There are some hybrids between arabica and canephora. They include:
- Hibrido de Timor — a natural hybrid, with two sets of chromosomes like arabica.
- Icatu — backcrosses of Hibrido de Timor with Mundo Novo or Caturra.
- Catimor — cross between Caturra and Hibrido de Timor. High yields, often grown as sun coffee, with a reputation for inferior quality.

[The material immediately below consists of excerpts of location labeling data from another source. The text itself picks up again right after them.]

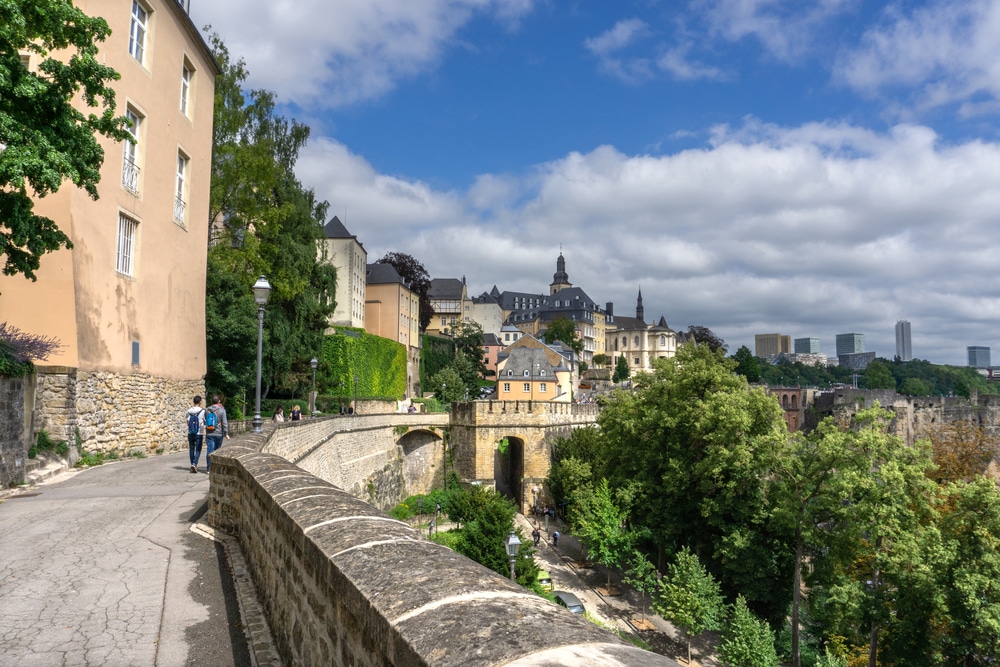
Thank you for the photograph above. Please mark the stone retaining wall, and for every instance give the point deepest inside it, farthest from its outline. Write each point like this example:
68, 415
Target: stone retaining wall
13, 451
343, 584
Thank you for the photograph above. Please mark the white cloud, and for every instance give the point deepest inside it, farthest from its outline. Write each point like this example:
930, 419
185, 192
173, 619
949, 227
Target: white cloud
949, 51
334, 53
811, 231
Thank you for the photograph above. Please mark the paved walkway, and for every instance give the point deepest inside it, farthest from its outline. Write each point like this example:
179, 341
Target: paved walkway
101, 567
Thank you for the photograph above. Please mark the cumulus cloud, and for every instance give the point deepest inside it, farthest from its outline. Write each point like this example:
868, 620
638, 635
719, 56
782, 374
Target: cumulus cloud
335, 53
949, 52
811, 230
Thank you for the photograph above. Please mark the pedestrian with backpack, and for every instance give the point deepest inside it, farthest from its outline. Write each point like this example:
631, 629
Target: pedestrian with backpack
216, 428
196, 431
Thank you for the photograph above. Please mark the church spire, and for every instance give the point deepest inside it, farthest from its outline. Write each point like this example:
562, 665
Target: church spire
560, 279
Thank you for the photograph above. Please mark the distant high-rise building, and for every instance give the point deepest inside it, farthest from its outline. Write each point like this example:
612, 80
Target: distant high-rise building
771, 345
850, 343
904, 349
979, 357
807, 346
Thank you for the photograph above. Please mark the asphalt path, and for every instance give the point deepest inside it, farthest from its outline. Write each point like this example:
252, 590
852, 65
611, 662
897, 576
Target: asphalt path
101, 567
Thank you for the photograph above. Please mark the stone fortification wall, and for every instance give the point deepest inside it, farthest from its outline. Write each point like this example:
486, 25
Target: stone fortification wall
916, 416
114, 413
13, 451
342, 584
380, 458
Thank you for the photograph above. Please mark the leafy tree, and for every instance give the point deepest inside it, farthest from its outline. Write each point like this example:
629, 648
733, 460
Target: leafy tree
468, 338
705, 336
563, 329
877, 376
622, 371
747, 641
600, 525
416, 276
44, 139
961, 450
271, 226
689, 597
697, 445
641, 575
747, 365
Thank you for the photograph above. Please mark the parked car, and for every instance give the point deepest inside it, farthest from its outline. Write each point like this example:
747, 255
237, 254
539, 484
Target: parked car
569, 601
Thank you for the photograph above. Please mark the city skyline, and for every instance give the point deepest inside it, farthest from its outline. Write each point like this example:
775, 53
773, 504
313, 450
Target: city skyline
796, 167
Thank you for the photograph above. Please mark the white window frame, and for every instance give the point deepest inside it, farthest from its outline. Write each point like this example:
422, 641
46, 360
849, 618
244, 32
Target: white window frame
186, 75
138, 31
128, 230
180, 205
130, 158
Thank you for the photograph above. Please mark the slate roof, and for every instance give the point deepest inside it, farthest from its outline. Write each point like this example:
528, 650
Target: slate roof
382, 274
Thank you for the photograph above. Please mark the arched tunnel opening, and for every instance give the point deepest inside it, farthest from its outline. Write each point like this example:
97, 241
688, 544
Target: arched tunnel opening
508, 468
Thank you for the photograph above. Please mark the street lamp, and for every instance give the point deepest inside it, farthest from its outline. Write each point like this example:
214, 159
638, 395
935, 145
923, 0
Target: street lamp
314, 362
261, 290
513, 546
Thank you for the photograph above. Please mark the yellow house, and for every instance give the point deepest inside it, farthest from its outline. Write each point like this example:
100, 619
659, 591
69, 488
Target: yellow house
392, 311
530, 370
127, 303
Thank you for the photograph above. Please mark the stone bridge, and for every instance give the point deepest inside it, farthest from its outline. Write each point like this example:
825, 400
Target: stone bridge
341, 583
530, 427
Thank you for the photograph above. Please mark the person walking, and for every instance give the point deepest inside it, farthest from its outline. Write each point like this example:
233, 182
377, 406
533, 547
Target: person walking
196, 431
216, 428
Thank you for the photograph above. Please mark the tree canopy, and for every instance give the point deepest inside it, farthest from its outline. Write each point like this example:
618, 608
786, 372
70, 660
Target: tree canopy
266, 224
44, 138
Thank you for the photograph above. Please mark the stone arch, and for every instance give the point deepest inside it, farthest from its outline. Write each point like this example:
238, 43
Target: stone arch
423, 460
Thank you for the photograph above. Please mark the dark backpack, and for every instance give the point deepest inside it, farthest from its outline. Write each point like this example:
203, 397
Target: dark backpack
211, 421
193, 425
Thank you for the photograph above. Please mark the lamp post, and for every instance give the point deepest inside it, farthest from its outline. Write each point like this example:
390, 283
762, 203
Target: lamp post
513, 546
314, 362
261, 291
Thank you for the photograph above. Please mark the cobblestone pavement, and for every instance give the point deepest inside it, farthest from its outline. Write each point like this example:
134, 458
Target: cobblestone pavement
101, 567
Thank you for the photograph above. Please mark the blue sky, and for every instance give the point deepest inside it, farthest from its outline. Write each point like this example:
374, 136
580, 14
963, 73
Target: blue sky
755, 166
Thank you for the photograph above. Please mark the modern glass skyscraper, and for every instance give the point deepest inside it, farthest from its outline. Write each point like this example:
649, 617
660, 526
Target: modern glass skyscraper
850, 343
904, 348
979, 357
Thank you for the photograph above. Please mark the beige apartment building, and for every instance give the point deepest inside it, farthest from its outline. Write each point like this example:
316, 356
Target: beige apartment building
127, 303
392, 311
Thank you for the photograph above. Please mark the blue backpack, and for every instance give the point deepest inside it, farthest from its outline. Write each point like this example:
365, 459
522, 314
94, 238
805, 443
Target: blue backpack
211, 421
193, 425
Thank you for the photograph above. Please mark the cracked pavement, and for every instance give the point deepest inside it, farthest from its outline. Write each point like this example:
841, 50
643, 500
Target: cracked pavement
100, 567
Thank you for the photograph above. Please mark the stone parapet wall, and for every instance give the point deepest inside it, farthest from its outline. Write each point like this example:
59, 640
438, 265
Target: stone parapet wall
13, 452
114, 413
342, 584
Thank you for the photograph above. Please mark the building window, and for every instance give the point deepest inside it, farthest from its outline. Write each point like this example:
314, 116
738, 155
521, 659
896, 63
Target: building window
127, 228
138, 31
130, 163
186, 74
179, 204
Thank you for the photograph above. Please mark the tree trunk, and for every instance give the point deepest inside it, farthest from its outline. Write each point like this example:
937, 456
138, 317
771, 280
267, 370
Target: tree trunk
796, 588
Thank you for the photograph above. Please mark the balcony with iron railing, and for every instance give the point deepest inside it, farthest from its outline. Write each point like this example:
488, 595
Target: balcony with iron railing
130, 175
179, 206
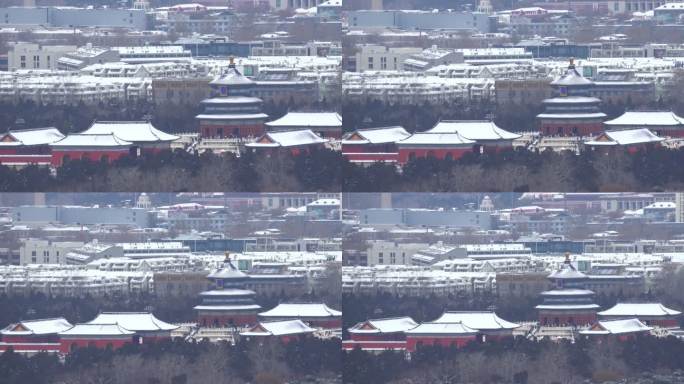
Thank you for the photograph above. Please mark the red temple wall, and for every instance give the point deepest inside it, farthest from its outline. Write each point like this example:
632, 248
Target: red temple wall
226, 320
398, 336
58, 156
551, 318
414, 342
568, 128
438, 153
231, 130
66, 345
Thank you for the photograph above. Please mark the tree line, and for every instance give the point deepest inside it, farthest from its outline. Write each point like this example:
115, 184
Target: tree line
267, 361
521, 170
522, 361
317, 170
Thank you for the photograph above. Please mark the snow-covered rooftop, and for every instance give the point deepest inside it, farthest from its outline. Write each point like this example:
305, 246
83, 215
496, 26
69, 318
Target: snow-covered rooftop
443, 328
301, 310
37, 327
625, 137
432, 138
474, 129
133, 321
616, 327
133, 131
381, 135
34, 136
91, 140
650, 118
388, 325
476, 320
307, 120
639, 309
288, 139
97, 330
279, 328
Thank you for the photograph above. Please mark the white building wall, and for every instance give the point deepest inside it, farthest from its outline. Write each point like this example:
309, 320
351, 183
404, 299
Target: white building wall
34, 251
35, 56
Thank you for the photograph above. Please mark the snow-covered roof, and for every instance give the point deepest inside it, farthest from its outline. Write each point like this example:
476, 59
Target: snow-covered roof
133, 131
34, 136
96, 330
376, 135
278, 328
231, 116
625, 137
90, 140
567, 306
231, 100
616, 327
388, 325
591, 115
639, 309
431, 138
652, 118
474, 129
133, 321
442, 328
37, 327
233, 292
567, 271
232, 77
227, 271
677, 6
287, 139
301, 310
571, 77
572, 100
568, 292
307, 119
476, 320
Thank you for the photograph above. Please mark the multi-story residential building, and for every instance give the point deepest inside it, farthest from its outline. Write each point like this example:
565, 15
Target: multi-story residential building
36, 56
79, 215
39, 251
373, 57
221, 22
392, 253
153, 53
419, 20
426, 218
432, 57
85, 56
72, 17
203, 220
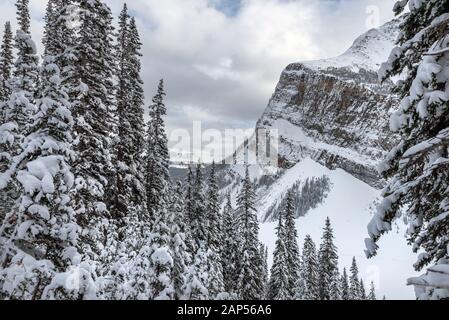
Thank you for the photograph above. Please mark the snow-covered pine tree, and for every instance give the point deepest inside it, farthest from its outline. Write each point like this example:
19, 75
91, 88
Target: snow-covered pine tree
335, 290
278, 288
328, 261
197, 277
310, 270
23, 15
157, 157
6, 64
199, 225
362, 290
43, 260
265, 272
181, 257
417, 167
161, 259
230, 247
188, 210
18, 112
372, 292
354, 284
344, 283
188, 196
214, 236
129, 194
291, 244
214, 219
248, 270
93, 126
300, 286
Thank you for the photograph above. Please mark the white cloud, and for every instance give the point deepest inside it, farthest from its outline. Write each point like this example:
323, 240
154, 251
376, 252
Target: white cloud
228, 65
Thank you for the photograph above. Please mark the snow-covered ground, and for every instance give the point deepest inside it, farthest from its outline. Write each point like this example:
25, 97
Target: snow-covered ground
348, 205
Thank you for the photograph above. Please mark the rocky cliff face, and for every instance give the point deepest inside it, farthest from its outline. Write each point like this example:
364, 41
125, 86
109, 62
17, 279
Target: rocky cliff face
335, 111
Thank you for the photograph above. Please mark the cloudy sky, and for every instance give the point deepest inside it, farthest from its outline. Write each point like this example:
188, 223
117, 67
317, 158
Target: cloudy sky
221, 59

One other species is grown commercially:
- Coffea liberica. Similar to robusta, grown at low altitudes in Malaysia and West Africa, it accounts for less than 1% of commercial trade. In the cup, it is thick and pungent, but has its fans in some countries. It is known as Barako in the Phillipines. Two subspecies are commonly recognized, C. liberica var. liberica, just called “Liberica” or “Liberian” coffee, and C. liberica var. dewevrei, known as “Excelsa.”
There are a number of varieties in Madagascar and the Mascarene Islands that have little or no caffeine, including C. kianjavatensis, C. lancifolia, C. mauritiana, C. macrocarpa and C. myrtifolia. These species are in the taxonomic section Mascarocoffea; this is not a genus as is frequently reported on the Internet. Arabica and robusta coffees are in the section Eucoffea, and attempts to breed Eucoffea varieties with caffeine-free traits from Mascarocoffea types has not been successful.
Finally, peaberry (“caracol”) coffee is not a botanical variety, but a bean mutation where the cherry produced one small, rounded, fused bean rather than two flat-faced beans. May occur in any botanical variety, usually accounting for about 10% of the crop. Some think peaberries have a superior taste, but choose a roaster widely, since peaberries roast quickly and are easily charred.